For possibly the first time ever, I recently lost some of the motivation to continue campaigning, initiating and innovating; all things that have brought me so much joy and purpose in this unpredictable life of chronic illness. However, I’m making an effort to remember that it all still matters. There’s never going to be a time where disabled voices aren’t important- in fact, in the coming months, it may well be that they’re more important than ever.

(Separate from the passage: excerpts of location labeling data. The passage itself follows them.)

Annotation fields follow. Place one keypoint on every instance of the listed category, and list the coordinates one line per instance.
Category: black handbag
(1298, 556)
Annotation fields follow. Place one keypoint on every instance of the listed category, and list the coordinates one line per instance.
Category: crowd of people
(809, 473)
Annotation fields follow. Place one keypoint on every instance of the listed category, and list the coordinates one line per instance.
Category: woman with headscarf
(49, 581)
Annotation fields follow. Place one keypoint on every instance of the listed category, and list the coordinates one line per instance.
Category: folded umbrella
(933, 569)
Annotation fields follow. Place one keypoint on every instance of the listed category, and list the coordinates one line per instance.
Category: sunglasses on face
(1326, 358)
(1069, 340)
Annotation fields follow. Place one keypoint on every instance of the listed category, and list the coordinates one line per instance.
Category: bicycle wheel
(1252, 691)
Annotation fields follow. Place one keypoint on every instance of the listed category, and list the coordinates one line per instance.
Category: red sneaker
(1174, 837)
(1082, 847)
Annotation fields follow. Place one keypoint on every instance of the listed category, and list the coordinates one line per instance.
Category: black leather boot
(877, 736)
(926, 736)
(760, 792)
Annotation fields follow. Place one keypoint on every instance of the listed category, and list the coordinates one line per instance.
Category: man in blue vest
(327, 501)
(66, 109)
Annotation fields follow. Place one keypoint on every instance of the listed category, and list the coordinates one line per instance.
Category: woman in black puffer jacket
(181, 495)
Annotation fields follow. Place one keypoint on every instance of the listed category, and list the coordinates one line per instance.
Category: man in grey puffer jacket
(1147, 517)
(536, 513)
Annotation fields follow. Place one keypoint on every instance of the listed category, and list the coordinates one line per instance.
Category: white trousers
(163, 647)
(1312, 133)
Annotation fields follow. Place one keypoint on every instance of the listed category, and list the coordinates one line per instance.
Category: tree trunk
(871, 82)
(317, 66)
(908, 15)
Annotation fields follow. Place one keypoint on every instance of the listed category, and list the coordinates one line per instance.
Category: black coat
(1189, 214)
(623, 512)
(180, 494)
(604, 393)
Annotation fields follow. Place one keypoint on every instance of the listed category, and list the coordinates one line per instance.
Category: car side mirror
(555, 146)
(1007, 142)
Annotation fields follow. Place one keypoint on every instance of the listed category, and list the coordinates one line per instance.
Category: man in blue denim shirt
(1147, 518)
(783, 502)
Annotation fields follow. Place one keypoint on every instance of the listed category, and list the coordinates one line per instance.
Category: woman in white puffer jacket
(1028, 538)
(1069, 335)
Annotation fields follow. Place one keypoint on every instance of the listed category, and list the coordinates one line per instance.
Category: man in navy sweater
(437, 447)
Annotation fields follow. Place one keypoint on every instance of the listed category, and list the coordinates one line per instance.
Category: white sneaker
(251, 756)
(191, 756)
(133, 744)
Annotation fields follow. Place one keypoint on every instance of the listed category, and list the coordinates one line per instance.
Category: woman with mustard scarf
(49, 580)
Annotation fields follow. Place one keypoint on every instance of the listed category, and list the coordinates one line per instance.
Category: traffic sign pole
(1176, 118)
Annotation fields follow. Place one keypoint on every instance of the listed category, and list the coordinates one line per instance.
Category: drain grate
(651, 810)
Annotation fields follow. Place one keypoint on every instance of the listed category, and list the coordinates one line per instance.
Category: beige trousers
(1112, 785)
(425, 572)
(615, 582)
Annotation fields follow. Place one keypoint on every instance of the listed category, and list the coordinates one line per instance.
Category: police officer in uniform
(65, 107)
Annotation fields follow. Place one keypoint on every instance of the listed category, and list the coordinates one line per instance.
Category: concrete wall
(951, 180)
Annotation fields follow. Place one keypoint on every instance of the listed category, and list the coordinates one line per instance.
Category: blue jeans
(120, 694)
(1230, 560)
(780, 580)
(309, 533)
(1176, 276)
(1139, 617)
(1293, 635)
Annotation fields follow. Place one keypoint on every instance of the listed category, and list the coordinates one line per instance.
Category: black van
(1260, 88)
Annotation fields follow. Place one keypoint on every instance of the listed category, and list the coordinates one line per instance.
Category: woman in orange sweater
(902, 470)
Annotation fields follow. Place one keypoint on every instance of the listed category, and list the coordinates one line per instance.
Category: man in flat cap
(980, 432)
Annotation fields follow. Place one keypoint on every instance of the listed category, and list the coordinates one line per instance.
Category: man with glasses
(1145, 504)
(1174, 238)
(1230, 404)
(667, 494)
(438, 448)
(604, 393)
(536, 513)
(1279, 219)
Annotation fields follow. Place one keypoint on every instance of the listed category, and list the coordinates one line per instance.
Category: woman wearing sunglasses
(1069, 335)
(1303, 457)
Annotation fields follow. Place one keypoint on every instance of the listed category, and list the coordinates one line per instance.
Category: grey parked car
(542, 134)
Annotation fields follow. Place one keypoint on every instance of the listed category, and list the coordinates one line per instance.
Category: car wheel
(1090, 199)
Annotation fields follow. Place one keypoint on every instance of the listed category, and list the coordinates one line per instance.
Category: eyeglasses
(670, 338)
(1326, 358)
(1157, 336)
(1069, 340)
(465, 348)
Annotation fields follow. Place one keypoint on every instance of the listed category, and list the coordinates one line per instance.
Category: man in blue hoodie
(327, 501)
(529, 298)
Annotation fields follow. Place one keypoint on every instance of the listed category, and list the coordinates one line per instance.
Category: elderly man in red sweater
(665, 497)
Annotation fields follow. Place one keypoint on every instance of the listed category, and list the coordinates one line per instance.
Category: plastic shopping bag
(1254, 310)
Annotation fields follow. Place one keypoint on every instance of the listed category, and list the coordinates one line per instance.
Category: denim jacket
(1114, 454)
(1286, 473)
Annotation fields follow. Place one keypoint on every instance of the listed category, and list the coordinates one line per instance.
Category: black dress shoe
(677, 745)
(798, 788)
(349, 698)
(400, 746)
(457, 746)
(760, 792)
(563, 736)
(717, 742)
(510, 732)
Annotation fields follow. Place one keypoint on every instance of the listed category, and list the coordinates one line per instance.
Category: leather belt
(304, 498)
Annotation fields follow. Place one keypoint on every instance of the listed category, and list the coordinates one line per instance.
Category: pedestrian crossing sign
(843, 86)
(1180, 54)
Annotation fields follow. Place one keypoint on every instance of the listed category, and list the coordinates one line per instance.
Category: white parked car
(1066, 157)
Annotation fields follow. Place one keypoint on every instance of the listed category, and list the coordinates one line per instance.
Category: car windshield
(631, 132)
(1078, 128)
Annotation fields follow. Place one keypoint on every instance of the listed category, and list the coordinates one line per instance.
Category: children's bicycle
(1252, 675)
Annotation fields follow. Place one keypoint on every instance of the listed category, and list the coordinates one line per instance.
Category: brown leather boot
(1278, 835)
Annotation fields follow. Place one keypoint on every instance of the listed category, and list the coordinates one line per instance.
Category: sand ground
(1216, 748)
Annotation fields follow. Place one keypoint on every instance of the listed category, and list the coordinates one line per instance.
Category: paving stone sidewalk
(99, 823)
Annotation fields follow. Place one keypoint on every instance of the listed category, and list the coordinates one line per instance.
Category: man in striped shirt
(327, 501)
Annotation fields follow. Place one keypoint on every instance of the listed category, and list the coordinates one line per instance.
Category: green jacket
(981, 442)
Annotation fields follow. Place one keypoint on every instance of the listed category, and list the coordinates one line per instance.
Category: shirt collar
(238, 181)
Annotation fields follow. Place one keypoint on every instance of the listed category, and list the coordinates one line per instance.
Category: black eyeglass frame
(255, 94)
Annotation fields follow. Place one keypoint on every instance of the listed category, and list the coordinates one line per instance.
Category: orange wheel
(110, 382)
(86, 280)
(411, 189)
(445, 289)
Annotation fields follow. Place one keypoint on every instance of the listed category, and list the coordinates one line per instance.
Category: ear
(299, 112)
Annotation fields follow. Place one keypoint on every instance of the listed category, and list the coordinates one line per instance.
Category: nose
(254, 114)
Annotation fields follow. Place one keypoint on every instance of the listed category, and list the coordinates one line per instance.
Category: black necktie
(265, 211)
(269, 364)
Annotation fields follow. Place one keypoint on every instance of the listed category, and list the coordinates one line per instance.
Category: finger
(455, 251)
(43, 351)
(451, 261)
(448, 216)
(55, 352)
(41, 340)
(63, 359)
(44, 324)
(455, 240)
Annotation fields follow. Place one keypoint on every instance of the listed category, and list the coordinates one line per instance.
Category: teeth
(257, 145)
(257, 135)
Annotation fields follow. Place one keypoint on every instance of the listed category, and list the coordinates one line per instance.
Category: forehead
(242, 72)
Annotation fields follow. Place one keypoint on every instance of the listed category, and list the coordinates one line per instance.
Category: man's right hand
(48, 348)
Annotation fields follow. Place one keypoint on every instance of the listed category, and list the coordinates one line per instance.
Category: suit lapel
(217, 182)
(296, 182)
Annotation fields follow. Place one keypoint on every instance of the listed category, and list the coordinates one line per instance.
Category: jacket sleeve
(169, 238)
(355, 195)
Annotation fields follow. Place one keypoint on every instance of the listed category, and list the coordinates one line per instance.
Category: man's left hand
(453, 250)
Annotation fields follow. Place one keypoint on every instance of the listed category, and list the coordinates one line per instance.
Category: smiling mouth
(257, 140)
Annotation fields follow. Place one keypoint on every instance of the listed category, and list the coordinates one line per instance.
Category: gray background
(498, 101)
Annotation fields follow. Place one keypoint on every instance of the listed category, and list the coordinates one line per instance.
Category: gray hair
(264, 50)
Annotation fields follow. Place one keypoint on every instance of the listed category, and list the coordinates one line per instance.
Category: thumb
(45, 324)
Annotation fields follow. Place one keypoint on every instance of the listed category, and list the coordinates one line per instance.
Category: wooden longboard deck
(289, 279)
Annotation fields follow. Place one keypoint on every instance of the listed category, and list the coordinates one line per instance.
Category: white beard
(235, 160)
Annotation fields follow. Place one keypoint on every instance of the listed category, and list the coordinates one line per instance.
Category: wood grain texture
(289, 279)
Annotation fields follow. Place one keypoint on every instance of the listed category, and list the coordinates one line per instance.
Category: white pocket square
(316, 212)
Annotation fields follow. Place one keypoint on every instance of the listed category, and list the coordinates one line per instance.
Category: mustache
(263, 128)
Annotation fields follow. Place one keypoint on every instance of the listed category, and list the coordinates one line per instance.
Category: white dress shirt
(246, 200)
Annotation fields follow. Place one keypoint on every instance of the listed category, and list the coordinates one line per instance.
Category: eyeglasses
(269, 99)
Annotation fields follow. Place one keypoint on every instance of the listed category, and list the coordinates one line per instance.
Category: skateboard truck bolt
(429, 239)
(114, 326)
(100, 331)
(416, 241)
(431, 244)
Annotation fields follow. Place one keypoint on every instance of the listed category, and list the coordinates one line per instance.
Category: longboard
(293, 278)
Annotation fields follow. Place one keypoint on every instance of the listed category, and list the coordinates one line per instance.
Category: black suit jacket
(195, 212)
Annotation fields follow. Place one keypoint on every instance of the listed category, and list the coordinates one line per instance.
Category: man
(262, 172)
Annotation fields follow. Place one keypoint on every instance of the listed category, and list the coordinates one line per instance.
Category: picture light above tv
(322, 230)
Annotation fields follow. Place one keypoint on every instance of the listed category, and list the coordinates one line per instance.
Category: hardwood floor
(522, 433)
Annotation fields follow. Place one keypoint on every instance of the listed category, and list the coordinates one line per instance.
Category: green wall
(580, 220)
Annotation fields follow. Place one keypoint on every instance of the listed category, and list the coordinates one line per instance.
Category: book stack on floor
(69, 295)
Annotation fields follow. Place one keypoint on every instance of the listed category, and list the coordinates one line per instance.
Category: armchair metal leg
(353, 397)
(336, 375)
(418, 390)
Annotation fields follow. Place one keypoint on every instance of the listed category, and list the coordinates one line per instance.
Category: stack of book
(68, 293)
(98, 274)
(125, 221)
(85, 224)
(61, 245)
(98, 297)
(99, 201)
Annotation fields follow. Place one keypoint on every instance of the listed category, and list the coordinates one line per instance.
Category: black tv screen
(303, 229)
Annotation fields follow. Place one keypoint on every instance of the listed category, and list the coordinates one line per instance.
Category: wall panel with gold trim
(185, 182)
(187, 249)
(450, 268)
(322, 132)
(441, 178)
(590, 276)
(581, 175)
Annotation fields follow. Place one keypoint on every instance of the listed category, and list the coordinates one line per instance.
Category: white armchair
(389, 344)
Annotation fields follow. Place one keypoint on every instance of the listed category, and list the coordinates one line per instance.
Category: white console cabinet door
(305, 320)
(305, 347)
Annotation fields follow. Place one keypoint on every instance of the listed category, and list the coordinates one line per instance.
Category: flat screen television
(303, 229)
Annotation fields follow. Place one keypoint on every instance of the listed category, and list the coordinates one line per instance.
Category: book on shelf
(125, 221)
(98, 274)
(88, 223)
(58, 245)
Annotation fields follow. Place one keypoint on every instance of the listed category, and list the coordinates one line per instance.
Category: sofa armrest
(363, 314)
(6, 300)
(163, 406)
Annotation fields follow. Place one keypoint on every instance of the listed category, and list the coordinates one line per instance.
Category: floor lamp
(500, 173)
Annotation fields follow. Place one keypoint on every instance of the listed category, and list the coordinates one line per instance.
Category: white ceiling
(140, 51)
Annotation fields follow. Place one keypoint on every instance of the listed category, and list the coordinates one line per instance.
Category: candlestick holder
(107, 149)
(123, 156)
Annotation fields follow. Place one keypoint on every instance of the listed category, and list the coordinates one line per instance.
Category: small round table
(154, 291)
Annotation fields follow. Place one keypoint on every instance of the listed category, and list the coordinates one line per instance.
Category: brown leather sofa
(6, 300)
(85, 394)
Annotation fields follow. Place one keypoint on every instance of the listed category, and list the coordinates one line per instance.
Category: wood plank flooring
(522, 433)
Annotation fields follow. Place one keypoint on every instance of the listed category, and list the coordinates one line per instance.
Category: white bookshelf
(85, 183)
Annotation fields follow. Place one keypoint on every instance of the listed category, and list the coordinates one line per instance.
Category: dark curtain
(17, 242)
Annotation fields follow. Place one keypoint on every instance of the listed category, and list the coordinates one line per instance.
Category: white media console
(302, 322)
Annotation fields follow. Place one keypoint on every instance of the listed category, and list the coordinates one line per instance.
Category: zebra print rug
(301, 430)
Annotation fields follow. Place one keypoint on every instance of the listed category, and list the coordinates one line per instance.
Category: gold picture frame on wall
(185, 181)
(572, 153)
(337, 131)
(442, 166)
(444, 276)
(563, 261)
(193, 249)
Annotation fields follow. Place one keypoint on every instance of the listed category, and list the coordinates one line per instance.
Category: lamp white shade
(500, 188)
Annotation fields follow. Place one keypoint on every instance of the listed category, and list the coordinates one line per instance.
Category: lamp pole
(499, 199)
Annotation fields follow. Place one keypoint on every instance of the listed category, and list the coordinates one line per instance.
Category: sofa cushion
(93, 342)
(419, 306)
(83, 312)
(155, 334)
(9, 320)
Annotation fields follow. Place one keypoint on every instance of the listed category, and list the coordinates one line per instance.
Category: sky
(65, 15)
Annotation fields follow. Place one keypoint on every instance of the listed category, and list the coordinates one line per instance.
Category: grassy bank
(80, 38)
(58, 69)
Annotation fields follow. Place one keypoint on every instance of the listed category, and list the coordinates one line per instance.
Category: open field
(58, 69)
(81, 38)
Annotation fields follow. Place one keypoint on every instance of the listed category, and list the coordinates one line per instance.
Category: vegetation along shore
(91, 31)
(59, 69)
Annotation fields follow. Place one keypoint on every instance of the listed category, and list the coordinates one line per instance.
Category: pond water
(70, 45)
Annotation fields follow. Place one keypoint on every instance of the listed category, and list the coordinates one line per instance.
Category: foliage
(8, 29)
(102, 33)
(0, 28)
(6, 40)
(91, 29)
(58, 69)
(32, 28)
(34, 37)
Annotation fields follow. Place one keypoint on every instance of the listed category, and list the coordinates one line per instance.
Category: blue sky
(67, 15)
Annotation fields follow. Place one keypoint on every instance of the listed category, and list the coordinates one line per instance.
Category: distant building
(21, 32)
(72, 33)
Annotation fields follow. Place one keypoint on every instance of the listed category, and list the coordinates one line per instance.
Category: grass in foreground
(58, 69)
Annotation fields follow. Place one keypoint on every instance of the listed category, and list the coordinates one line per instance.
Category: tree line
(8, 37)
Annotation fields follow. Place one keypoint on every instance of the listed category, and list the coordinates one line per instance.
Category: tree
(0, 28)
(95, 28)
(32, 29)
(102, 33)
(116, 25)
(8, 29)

It’s a tough time for so many people at the moment, for so many reasons, and in the grand scheme of things, I’m still one of the lucky ones. This particular personal battle to refocus and find a new sense of purpose is nothing in comparison to what others are facing in these trying times… and that in itself makes me all the more motivated to figure out how I can continue to do my bit, in a way that counts.
If you, whoever it may be who is reading this, have experienced similar despair or frustrations recently, I hope you find comfort in knowing you’re not alone. Take all the time you need to regroup and figure out what you think about it all, and I feel confident that in time, we’ll find our sparkle again. Hang in there. We got this.